People bitch about it because of it's wide usage in a system. But distros like systems because it has a wide usage within a system.
Yes, most of them do, and that is why I complain about it. I want to have the choice. I don't mind if other people use systemd; I just don't want it forced one me.
Gentoo, Arch, and their derivatives still exist. How important is a legacy init system to you?
Probably true, but Arch being what it is, there's still the option to install sysvinit or whatever. The question remains - how important is NOT using systemd to the admin in question?
Yes, and that's the FUNNY part about it! Lennart went against the UNIX philosophy and is hated for it, but so did Linus Torvalds with the monolithic kernel, and Richard Stallman with Emacs.
The "do one thing and do it well" mantra is such bullshit.

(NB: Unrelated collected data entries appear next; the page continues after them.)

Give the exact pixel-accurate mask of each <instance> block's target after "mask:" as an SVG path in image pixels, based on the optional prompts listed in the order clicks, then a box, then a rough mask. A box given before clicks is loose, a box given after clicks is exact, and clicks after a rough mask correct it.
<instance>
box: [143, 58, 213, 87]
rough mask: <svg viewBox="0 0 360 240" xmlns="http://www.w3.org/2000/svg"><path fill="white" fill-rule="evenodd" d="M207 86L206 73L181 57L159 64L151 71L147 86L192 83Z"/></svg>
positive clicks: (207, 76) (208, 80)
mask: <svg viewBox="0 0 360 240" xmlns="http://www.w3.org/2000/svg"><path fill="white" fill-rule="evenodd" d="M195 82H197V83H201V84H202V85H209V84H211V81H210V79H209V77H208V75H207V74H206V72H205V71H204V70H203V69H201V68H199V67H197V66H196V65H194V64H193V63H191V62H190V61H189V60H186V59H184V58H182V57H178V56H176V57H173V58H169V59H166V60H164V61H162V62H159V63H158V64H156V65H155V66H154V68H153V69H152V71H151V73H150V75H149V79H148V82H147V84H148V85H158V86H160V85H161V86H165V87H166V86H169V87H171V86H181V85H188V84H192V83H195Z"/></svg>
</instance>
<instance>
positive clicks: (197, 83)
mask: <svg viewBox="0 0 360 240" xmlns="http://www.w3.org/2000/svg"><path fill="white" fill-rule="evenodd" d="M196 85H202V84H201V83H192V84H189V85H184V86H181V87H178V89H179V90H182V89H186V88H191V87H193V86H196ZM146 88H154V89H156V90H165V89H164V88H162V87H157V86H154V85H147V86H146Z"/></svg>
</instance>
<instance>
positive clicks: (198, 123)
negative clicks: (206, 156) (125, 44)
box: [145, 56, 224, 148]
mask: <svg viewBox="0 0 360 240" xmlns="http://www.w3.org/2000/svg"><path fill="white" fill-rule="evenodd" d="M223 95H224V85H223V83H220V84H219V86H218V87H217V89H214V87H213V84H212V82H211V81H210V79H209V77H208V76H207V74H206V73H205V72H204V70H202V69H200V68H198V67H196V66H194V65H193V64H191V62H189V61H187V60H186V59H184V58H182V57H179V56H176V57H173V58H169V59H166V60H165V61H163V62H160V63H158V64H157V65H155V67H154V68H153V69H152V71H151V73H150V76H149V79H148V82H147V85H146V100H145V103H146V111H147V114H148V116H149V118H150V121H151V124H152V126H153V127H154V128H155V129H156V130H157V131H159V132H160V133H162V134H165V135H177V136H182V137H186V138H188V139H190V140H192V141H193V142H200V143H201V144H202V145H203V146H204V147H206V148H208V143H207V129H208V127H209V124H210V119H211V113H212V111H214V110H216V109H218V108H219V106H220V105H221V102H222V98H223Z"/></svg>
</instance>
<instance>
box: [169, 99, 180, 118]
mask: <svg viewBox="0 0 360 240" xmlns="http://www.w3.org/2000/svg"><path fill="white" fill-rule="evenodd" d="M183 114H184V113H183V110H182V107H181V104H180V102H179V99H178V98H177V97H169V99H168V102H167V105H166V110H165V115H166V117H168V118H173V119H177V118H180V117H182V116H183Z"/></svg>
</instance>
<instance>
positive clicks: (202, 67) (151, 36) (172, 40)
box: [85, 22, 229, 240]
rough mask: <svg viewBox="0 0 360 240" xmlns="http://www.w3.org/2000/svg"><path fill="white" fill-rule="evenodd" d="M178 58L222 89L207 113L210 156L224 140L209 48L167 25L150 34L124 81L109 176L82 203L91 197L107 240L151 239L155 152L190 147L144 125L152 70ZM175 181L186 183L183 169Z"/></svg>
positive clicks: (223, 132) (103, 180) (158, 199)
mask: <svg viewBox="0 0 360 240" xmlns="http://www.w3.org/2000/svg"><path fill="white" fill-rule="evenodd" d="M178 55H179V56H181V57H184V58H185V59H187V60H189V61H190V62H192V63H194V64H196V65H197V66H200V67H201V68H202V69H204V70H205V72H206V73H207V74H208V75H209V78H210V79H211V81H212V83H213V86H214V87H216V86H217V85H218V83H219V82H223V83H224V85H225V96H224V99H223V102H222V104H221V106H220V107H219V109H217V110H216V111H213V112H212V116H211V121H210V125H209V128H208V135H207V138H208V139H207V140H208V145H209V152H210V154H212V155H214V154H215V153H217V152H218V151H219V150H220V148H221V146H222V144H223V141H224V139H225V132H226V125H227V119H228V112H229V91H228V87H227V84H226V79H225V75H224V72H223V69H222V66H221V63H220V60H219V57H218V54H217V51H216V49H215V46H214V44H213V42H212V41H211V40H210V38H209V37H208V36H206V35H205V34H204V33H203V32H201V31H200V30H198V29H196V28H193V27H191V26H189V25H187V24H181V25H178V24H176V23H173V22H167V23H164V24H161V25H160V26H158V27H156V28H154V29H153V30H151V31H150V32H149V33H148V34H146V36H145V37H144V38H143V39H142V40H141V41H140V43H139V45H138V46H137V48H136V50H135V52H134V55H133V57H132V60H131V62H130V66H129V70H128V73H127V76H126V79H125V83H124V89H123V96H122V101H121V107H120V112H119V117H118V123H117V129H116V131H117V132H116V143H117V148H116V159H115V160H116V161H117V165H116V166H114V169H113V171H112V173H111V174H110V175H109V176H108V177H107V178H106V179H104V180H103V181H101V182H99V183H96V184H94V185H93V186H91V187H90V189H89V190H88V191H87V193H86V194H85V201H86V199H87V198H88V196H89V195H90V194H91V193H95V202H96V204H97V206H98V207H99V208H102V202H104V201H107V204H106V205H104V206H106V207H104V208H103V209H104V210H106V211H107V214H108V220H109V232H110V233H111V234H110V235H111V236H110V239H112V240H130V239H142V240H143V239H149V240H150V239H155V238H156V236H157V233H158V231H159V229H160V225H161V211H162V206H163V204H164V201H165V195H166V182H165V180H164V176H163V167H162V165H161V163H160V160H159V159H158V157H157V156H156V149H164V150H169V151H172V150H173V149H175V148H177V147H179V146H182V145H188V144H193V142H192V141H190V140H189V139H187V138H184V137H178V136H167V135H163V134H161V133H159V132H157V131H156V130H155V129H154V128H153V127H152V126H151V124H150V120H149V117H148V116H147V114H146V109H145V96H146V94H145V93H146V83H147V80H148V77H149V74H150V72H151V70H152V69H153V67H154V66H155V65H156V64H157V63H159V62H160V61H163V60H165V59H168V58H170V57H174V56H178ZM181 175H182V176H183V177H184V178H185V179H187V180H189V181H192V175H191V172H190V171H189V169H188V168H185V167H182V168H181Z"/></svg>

You can slice up the things stuff does differently however best suits your argument. Oh,
wc? I don't use it because it violates the unix philosophy. It can count words and lines. That's two things.An image viewer or RSS feed reader comes with its own internal video player or web browser.
-All of the sudden my keyboard controls are either changed or are gone when the video / web browser opens taking with them features like being able to download the video or do things like easily OCR on the web page. -This in addition to the internals being bloat.
I'd rather have applications that can be setup to send images to a photo-editor, open videos in MPV, etc.
I don't touch ring 0 though, but this is how I understand it. -I also think that if all the main distros are using System D, it must be because it's good (or at least the best they've got).
And systemd don't violate it, systemd is the name of the project with a bunch of binary inside each onde doing their job, it's like complaining that Mesa don't follow Unix philosophy just because it has multiple drives inside the project
The Unix philosophy never made sense.
All parts of a program should do one thing well and communicate with other modules over a simple, common interface.
But software that offers all the features a user will need under a big umbrella with unified UI and UX is much better than "this program uses different syntax because it came from Unix and not GNU"
And one day you'll learn that 'popular' isn't often 'good'. I think we called it a Lithium Lick when Apple did it.